L'Etat de Genève fustige la politique menée par les caisses maladie dans le canton (LT du 21.12.2007). Dans un rapport sur la fixation des primes 2008, le Service cantonal de l'assurance maladie critique les caisses pour leur propension à conserver des réserves excessives et à surévaluer les coûts. Quant à l'Office fédéral de la santé publique (OFSP), il est épinglé pour son manque d'empressement à les rappeler à l'ordre. Daniel Wiedmer, à la tête de la division surveillance de l'assurance maladie, assure que l'OFSP fait son travail. Et insiste sur le fait que Genève est un cancre en matière de coûts de la santé.

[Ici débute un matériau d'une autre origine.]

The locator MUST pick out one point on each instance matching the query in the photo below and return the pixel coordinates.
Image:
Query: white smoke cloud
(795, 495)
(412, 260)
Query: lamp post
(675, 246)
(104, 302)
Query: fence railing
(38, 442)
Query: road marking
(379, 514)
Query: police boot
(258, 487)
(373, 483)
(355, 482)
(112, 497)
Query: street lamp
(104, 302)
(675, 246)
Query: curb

Le Temps: Les coûts de la santé ont baissé de 2,2% en 2006, l'année qui a servi de référence pour l'évaluation des primes 2008. Mais celles-ci ne baissent que de 0,9%. Comprenez-vous que les Genevois soient furieux?

Daniel Wiedmer: Courant 2007, les coûts sont repartis à la hausse et les assureurs en ont tenu compte en fixant les primes. Genève regarde les choses par le bout de sa lorgnette et c'est normal. Mais de leur côté, les assureurs n'oublient pas qu'il s'agit du canton qui consomme le plus de soins et deux fois plus de médicaments que les autres.

- La gauche genevoise réclame une baisse des primes de 5% pour 2009, est-ce réaliste?

- Nous verrons à l'automne prochain comment ont évolué les coûts. Cela dit, il y a de fortes chances pour que l'augmentation enregistrée cette année se poursuive en 2008. Rien n'indique une inversion de tendance. 5% de baisse paraissent dès lors peu probables.

- A Genève, la plupart des caisses surévaluent leurs coûts et affichent des taux de réserves trop élevés par rapport aux minima fixés par le Conseil fédéral. N'est-ce pas votre rôle de les rappeler à l'ordre?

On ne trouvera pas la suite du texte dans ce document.